"Fangio – Racing Driver"
by Olivier Merlin. Translated by Louis Klemantaski. 216 pp. 8-3/4 in. x 5-1/2 in. (B.T. Batsford and Co. Ltd., 4, Fitzhardinge Street, London, W.1. 21s.)
A really satisfactory book about Fangio – or about Nuvolari, for that matter, two of the greatest drivers who ever lived – has yet to be written, giving all the intimate glimpses one would like to have or how they began their racing careers, the cars they drove on the road as well as on the circuits, their friends, their homes. But Olivier Merlin, a personal friend of Fangio, has very nearly got there with this latest Batsford biography.

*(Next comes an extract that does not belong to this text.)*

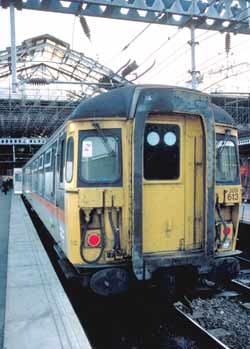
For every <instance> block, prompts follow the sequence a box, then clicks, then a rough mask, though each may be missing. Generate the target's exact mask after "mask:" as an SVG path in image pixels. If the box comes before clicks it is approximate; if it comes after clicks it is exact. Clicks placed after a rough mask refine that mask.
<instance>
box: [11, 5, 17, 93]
mask: <svg viewBox="0 0 250 349" xmlns="http://www.w3.org/2000/svg"><path fill="white" fill-rule="evenodd" d="M10 38H11V73H12V92H13V93H15V92H16V89H17V79H16V28H15V8H14V5H13V3H12V2H11V3H10Z"/></svg>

If you want to learn as much as you are ever likely to know about the man who was five times World Champion – for instance, that his heart beat is very slow, at 44 to the minute – this is the book, well translated, illustrated with very clear pictures, printed on good paper. The account of what was perhaps Fangio’s greatest race, at Nürburg in 1957, is quoted from Motor Sport.
The book concludes with tables of Fangio’s successes, there are some rather elementary footnotes on some pages, and I do wish the author wouldn’t refer to Grand Prix Mercedes-Benz racing cars as “Silver Arrows.” – W. B.